I found some excellent ideas for improving my use of Circle Time, which we use weekly as part of our Wellbeing focus at Beckenham School...through Jenny Mosley's text:
Quality Circle Time in the Primary Classroom: Your Essential Guide to Enhancing Self-esteem, Self-discipline and Positive Relationships (1996)
My hub colleague and I have been focusing on kindness and resolving conflict lately, given the needs of our students.
Fun Circle Time starters from this text:
* All change - call out descriptives, w.g. stand up and move if you have a brother; have visited another country; speak another language etc
* Show an emotion - peers guess what it is; peers copy
* Word association - e.g. say a word related to friendship, fun, calm etc
* Eek and zoom - go around the circle, each child saying 'eek,'. Swap directions when one child says 'zoom'
Resolving Conflict
* Split class into small groups.
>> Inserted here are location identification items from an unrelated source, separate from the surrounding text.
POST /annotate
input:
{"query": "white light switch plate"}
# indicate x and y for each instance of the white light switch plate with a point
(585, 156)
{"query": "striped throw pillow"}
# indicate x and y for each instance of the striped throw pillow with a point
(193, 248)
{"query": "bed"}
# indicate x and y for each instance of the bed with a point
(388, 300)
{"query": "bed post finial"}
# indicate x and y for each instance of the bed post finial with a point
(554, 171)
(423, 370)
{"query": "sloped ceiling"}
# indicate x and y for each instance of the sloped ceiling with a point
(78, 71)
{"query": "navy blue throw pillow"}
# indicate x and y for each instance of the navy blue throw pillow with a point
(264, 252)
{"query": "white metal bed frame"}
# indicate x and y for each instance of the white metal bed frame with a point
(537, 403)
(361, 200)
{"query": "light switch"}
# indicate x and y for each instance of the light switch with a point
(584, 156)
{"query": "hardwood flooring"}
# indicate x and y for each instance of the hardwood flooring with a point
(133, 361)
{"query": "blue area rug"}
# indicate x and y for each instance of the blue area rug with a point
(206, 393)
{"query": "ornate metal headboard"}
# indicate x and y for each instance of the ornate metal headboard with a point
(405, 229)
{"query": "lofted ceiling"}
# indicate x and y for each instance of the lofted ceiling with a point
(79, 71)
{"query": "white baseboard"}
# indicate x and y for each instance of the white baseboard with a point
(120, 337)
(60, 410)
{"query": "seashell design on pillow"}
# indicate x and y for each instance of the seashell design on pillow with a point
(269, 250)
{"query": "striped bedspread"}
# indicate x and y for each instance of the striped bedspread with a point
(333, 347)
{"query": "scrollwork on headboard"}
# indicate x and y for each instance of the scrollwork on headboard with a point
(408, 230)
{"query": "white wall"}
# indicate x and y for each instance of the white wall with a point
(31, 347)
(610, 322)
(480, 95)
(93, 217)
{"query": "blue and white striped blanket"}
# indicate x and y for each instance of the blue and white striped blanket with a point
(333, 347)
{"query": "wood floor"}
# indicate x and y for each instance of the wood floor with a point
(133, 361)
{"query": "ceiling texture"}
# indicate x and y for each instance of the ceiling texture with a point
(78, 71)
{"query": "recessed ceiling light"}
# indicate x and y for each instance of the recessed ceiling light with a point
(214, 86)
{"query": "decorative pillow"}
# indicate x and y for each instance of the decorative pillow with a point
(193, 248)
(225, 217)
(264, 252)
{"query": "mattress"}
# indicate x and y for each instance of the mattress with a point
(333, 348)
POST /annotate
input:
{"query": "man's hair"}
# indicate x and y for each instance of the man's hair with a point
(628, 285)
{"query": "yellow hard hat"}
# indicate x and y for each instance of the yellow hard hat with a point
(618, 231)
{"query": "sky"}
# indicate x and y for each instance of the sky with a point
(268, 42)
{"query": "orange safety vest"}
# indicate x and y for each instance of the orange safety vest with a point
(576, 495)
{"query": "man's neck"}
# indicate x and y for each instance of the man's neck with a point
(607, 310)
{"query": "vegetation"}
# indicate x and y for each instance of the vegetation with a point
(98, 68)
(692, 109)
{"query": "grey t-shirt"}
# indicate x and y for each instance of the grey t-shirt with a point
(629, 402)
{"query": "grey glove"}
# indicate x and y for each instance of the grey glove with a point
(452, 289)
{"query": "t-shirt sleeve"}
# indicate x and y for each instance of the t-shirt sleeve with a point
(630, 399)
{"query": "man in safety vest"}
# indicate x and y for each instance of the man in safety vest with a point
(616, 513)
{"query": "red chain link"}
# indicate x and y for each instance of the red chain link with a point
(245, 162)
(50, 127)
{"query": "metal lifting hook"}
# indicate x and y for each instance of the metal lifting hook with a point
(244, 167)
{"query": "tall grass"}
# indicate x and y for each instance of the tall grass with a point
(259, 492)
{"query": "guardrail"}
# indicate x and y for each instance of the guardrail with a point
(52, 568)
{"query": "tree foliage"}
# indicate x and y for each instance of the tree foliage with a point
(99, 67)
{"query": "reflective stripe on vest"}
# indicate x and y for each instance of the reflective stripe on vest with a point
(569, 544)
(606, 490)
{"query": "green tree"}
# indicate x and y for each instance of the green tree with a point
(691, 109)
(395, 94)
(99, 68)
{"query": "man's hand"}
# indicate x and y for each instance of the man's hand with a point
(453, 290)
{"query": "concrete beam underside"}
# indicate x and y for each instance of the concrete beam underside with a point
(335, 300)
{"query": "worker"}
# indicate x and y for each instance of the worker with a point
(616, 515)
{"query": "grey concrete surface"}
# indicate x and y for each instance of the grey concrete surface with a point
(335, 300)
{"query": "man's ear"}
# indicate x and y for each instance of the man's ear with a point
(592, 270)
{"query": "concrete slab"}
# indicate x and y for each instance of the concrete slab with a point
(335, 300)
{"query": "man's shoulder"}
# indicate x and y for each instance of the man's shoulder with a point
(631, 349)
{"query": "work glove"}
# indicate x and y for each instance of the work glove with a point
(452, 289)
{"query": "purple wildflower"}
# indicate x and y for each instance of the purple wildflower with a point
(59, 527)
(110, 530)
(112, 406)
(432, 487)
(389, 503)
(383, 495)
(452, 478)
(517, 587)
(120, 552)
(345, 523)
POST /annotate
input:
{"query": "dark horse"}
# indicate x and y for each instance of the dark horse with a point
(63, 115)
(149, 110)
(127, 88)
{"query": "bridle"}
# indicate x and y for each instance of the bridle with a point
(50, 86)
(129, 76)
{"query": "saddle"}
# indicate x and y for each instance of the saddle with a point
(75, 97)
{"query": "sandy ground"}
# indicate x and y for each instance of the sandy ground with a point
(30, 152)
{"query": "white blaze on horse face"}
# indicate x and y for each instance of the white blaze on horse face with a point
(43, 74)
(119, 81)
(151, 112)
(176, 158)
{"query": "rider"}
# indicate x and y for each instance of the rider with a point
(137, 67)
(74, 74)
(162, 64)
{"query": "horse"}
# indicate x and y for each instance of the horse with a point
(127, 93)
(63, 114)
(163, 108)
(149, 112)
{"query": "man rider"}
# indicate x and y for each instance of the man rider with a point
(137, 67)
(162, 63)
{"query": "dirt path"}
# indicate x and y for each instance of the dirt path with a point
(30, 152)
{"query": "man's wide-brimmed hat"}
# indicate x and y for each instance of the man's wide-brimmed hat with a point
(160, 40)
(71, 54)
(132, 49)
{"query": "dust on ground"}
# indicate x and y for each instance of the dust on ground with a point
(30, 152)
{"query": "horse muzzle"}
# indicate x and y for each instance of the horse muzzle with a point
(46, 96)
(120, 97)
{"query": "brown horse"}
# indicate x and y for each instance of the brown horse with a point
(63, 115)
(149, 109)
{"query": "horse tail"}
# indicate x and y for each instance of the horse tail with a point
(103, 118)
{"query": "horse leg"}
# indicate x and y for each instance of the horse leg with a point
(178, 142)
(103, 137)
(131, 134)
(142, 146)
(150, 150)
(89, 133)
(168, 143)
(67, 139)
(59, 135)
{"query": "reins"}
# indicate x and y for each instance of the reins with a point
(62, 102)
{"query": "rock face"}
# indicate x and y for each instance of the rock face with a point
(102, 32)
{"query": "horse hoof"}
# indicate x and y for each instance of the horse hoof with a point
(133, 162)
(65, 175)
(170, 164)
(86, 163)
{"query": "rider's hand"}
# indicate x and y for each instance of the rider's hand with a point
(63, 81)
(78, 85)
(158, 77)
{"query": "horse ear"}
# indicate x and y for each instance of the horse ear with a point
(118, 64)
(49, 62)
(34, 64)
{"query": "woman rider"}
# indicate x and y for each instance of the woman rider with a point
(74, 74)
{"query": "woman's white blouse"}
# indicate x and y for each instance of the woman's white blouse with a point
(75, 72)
Give each group a puzzle, missing 1-2 pieces. How will group solve the problem? Did you work together to do this?
* In small groups, give students a conflict to role-play. Demonstrate to peers. How could they resolve this conflict? How could each child keep calm? Develop a list of resolution strategies.
Kindness
* Buddy children in random pairs. Each child talks with their buddy, then shares, "xxx is good at...." or "Thankyou xxx for xxxxx,".
* Read a picture book on friendship. What do great friends do? With whole class or small groups, create a wanted poster for a dream friend. Alternatively, create a self-advertisement, selling all the great things ecah child thinks they offer as a friend.
*Booster photos: place five stars on a photo of each child, and groupd children in fives. Each writes a positive descriptive of that person.
For lunchtimes
I have several students who have found it difficult finding a buddy at lunch time, or who gravitate towards older children. I observed a colleague partnering students to play together prior to lunh, and have used this approach successfully. Other ideas form this text book: having a lunchtime task force e.g. children who have the role of collecting rubbish, buddying new starters, or watering a garden etc; utilising the J2 games, taking children over to join these.